Putin und seine Propagandisten argumentieren, Selenskyj habe jede Legitimität verloren und sei nicht mehr berechtigt, rechtswirksame Unterschriften zu leisten. Putin selbst hatte sich im März 2024 im Amt bestätigen lassen: Angeblich bekam er 88 Prozent der Stimmen.
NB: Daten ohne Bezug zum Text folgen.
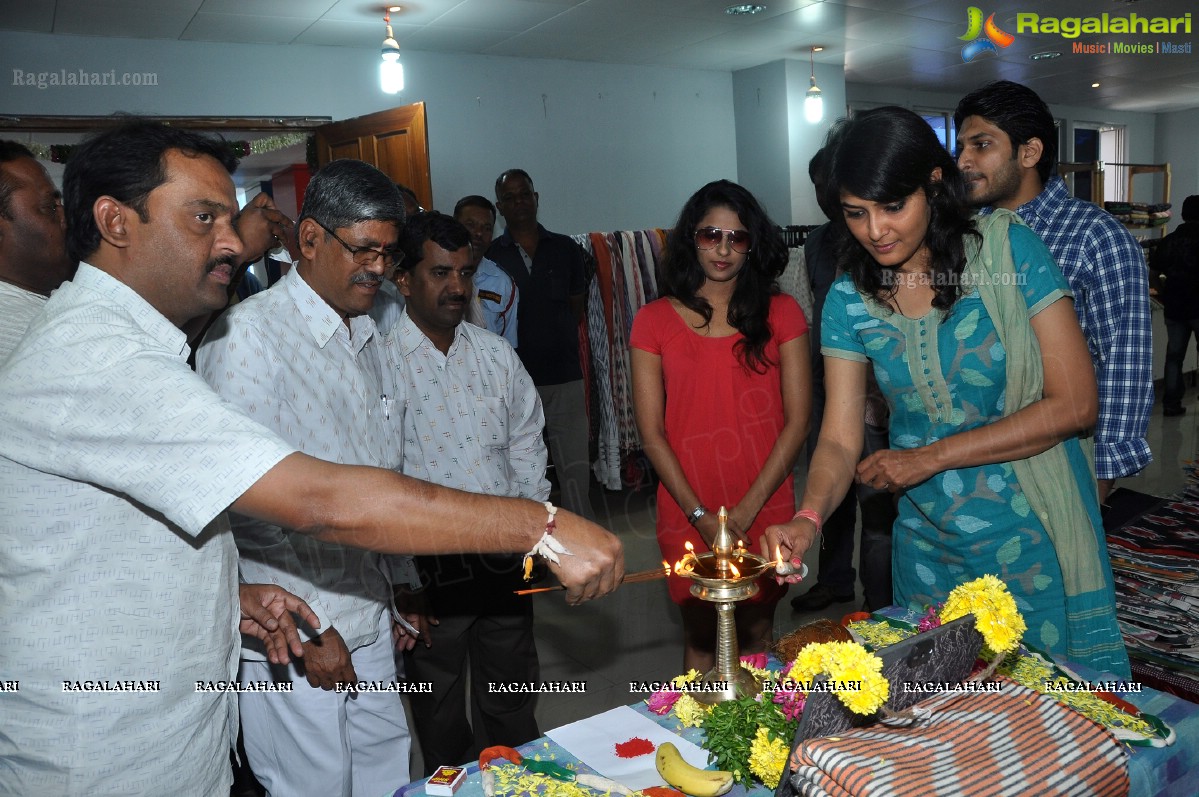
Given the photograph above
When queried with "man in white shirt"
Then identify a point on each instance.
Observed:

Kreml will in Kiew eine Marionette
Propagandist Oleg Sarow versuchte das Argument, Wahlen seien in Kriegszeiten nicht möglich, mit dem Hinweis auf Südvietnam und den Iran zu entkräften: Dort sei ungeachtet von Kriegen gleich mehrmals "gewählt" worden. Die USA hätten sich nicht mal vom Bürgerkrieg von den Urnen abhalten lassen und Frankreichs Nationalversammlung sei im Februar 1871 auch während eines "dreiwöchigen Waffenstillstands" im Krieg mit Preußen gewählt worden.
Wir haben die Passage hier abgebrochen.